The thing that makes me most optimistic for the next phase of this journey is that there’s a critical mass of people joining together from NHSX and NHSD, who are passionate, determined and experienced in why our work needs to be led by a deep understanding of people’s needs and that recognise it’s not really about the tech — it’s about service transformation, enabled by technology.

Most of the people working within our organisations are committed public servants, lots of whom have invested years or even decades into trying to make things better for staff, for patients, for carers — for all the people in this country who touch the health and care system. When you bring together the skills, knowledge, experience and networks of the thousands of people in NHSX, NHS Digital and NHS England and Improvement working on this agenda you have a force to reckon with.

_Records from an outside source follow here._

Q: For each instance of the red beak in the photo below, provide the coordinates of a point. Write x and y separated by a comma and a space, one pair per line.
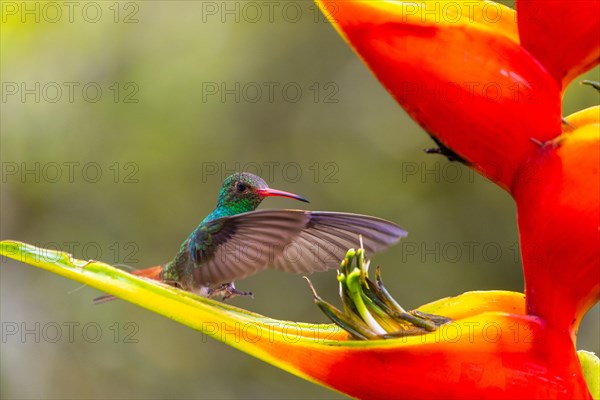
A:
267, 192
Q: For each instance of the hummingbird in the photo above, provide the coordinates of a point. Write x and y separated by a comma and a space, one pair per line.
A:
235, 240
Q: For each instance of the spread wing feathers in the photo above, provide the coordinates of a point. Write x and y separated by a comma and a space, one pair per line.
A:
323, 243
290, 240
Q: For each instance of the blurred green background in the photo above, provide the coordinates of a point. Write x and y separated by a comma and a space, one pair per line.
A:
191, 91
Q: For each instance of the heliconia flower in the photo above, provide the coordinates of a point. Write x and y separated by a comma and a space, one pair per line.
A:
479, 77
491, 348
486, 82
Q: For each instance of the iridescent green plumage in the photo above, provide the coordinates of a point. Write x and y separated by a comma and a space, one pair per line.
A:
235, 241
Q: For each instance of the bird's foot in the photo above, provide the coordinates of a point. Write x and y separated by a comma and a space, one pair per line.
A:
227, 291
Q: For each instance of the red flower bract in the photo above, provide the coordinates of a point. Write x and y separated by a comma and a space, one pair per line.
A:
494, 99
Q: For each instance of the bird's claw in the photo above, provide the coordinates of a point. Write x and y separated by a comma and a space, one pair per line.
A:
227, 291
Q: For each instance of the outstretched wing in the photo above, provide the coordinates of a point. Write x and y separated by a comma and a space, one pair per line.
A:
290, 240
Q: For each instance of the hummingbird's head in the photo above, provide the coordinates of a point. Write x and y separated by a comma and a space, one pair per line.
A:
243, 192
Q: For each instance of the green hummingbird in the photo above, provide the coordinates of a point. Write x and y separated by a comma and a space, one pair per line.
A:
235, 240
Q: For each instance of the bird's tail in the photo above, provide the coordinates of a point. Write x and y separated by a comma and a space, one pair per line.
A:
150, 273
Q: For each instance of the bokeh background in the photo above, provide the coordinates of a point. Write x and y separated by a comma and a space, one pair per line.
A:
190, 91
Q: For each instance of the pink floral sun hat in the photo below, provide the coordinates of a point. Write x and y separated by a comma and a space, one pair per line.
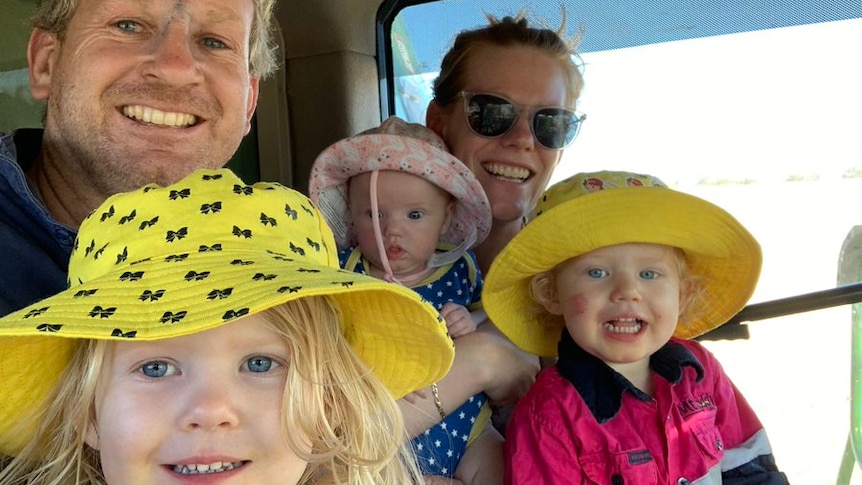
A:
406, 147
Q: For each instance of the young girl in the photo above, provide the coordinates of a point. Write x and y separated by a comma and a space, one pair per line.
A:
405, 210
638, 269
209, 330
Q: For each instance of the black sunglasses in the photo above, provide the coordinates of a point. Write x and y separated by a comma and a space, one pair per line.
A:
491, 115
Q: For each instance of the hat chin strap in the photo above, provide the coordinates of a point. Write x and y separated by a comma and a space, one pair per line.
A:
436, 260
378, 235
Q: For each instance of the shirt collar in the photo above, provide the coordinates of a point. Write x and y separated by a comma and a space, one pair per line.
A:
602, 388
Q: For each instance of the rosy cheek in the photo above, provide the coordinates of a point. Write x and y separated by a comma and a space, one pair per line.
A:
576, 305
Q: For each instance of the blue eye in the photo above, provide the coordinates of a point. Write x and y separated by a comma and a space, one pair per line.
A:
260, 363
649, 274
157, 368
596, 273
214, 43
129, 26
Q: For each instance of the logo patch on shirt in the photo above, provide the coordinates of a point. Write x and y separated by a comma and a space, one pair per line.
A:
696, 404
639, 457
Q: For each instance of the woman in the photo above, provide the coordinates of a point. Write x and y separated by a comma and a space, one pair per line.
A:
509, 126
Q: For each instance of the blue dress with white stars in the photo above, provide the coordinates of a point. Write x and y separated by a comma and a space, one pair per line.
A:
439, 449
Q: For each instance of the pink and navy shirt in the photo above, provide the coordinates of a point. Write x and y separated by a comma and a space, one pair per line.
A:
584, 423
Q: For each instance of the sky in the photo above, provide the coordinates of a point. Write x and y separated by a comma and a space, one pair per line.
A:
760, 106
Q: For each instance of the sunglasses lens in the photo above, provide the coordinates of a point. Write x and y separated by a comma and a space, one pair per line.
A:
490, 115
555, 127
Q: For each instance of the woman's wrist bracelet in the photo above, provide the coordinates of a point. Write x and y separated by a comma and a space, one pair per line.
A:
436, 393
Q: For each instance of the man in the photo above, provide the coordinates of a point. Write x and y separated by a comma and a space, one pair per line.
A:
137, 92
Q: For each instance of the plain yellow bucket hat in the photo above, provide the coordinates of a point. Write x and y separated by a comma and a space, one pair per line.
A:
163, 262
593, 210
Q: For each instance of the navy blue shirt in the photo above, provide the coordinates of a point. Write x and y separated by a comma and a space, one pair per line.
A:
34, 248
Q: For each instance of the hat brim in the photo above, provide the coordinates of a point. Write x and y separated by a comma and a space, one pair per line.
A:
717, 248
400, 337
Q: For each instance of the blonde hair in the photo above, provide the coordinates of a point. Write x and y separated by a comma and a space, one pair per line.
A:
54, 16
507, 32
354, 425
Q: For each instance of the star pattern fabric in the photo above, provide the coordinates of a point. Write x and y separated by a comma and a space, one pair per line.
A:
440, 448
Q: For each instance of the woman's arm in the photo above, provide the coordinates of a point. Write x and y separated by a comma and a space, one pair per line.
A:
485, 361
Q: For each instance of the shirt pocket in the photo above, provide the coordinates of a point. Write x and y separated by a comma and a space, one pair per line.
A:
634, 467
709, 441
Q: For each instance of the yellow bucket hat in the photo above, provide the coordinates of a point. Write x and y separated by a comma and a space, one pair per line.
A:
163, 262
593, 210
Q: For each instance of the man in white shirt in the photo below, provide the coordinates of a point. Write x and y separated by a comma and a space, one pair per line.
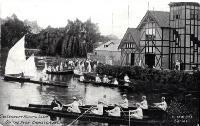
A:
105, 79
74, 106
97, 79
137, 114
115, 112
124, 103
144, 104
126, 78
99, 109
115, 82
162, 104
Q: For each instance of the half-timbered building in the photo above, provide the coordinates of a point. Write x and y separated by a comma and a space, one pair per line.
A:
164, 38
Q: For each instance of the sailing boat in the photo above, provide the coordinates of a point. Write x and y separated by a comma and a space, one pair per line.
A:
15, 62
29, 67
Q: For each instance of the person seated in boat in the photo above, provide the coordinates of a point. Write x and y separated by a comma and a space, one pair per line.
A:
124, 103
104, 101
144, 104
57, 68
56, 105
137, 114
22, 74
116, 111
80, 101
49, 69
97, 79
99, 109
126, 78
115, 82
74, 106
61, 66
162, 104
105, 79
53, 69
82, 78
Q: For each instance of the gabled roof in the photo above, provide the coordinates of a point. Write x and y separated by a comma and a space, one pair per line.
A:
161, 17
135, 33
111, 45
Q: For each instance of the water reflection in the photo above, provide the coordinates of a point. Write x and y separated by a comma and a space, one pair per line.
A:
27, 93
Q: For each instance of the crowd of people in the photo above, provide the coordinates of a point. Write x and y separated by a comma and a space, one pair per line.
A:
115, 112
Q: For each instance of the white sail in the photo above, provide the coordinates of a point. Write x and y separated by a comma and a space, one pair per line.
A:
16, 58
29, 67
45, 68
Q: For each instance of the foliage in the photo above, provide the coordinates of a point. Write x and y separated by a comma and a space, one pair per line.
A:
12, 30
170, 80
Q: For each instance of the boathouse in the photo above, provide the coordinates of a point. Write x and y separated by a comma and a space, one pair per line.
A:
164, 38
108, 53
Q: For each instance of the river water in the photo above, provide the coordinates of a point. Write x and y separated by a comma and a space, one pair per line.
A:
18, 94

We have a common purpose, and that’s why we’re here. Any organisational restructure needs to clear the way for us to better achieve this. It needs to be designed around removing the barriers. If we can keep our eyes focused clearly on the ‘what’ and the ‘why’ it will help us come up with better answers on the ‘how’.

Change is exhausting

I wasn’t actually around for the first year of NHSX because I was on maternity leave with my second child, and I’d thankfully managed to time my first baby to avoid the implementation of the last big restructure in DHSC in 2016/17. So I haven’t been as directly impacted by recent reorgs, and I’m sure one of the reasons I’ve stayed around as long as I have is because I’ve had those breaks to get fresh perspective.

I’m apprehensive about people leaving in the coming months, people who have just put in two backbreaking years responding to covid and who can’t quite face the merger process. I’ll do my level best to keep my own teams protected from the inevitable disruption and focussed on the huge opportunities that lie ahead. And I’m going to need to really actively think about how I build up and maintain my own resilience.

Embedding social care

One thing I’m extremely proud of achieving within my time in NHSX, and that really drives me, is the ever increasing focus on digitally transforming social care. I pitched to Matthew Gould, before the organisation existed, that NHSX’s scope should include social care, and he’s been a champion of this from the get-go. The commitment to continue pushing this agenda forward within the transformation directorate has been made loud and clear.

Because if we’re serious about joining up care, with the person at the centre, we can’t not do this.